Misalnya, anonimitas yang ditawarkan oleh Internet memungkinkan orang untuk berpartisipasi dalam kegiatan seperti mendorong kekerasan terhadap orang lain dengan sedikit rasa takut akan pembalasan dari korban.
Kasus di Indonesia, sebagaimana dijelaskan di atas, aneka stigma terhadap kelompok minoritas sering dijadikan senjata serang kepada mereka, entah itu hanya olok-olok hingga kekerasan fisik.
Bisa dibayangkan bagaimana cerita cekcok di sebuah kampung bisa berubah menjadi isu Nasional hanya karena alasan “meresahkan masyarakat”. Ruang lingkup masyarakat malah menjadi bertambah luas akibat bantuan internet.

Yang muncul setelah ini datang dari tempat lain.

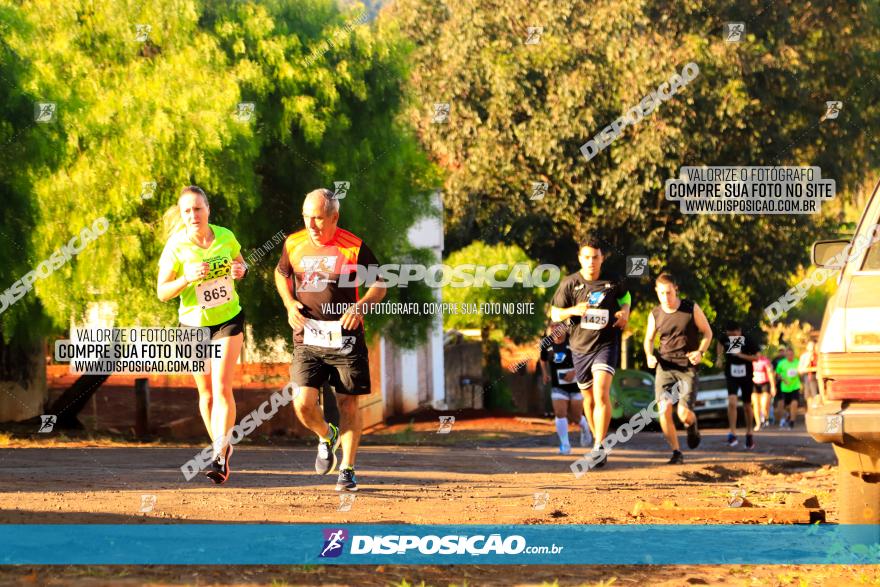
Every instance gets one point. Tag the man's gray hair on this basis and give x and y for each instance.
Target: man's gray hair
(331, 202)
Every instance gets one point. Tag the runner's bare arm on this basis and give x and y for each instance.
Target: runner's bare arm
(703, 326)
(650, 335)
(169, 284)
(239, 267)
(353, 317)
(294, 318)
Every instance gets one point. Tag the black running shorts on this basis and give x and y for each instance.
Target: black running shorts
(231, 327)
(346, 370)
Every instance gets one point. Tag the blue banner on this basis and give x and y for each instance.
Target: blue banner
(290, 544)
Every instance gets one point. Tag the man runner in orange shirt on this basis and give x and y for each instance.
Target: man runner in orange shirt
(327, 322)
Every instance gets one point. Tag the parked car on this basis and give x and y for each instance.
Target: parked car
(847, 414)
(631, 391)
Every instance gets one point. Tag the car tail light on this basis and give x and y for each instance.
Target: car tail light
(862, 388)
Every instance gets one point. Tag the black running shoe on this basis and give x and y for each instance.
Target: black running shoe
(693, 436)
(326, 459)
(346, 480)
(601, 462)
(218, 471)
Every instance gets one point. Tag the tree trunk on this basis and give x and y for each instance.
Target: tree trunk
(23, 391)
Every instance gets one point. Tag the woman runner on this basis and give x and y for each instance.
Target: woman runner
(199, 263)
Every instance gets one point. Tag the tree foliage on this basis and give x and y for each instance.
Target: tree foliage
(520, 112)
(166, 109)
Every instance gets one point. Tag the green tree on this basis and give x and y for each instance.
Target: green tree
(163, 103)
(520, 326)
(518, 114)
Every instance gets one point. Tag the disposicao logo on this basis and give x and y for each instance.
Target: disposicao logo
(334, 541)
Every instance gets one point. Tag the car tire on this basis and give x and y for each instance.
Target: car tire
(858, 499)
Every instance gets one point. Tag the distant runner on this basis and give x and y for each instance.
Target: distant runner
(685, 335)
(790, 389)
(327, 347)
(568, 403)
(765, 390)
(738, 372)
(597, 308)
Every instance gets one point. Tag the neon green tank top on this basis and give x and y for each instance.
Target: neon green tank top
(212, 300)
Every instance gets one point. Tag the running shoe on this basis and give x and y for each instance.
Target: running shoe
(218, 471)
(693, 436)
(326, 459)
(586, 437)
(346, 480)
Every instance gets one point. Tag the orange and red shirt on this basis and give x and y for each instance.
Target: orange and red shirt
(315, 271)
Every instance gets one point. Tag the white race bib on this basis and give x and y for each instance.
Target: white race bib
(595, 319)
(323, 333)
(214, 292)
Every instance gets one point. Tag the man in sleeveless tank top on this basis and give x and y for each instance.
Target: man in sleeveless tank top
(679, 323)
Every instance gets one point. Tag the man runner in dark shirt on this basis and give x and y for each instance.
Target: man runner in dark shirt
(568, 402)
(327, 322)
(679, 323)
(596, 309)
(736, 353)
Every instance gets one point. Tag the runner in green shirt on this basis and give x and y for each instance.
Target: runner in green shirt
(790, 388)
(199, 264)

Kekerasan virtual seperti menguntit, ejekan hingga pelecehan secara virtual menjadi sangat rentan terjadi, sering kita lihat di linimasa seseorang yang dianggap “meresahkan masyarakat”. Jadi, ancaman kekerasan fisik tidak lagi satu-satunya pilihan, ketika orang ingin melakukan tindakan ekstrimisme.
Selain anonimitas, lingkungan yang homogen atau filter bubble, yakni algoritma yang mengelompokkan informasi yang sering kita akses, akibatnya rentan menggiring isi kepala kita menerima informasi hanya dari satu arah saja.
Memang, Islam menyuruh kita untuk melakukan tabayyun namun seringkali niat melakukannya tertutupi dengan emosi, sebab biasanya kabar terkait agama yang sering ditekuk-tekuk hanya untuk mendramatisir kasus yang sebenarnya.
Ekstrimisme bernada agama sudah seperti belut saja, lantaran media sosial yang menjadikannya tidak saja makin luas jangkauannya dan lantang suaranya namun juga semakin anonim yang menjadi aktor pelakunya. Masyarakat kita yang heterogen memang tidak terhindarkan ada gesekan dan friksi, namun seringkali ditanggapi berlebihan oleh orang-orang yang tidak memahami permasalahan intinya.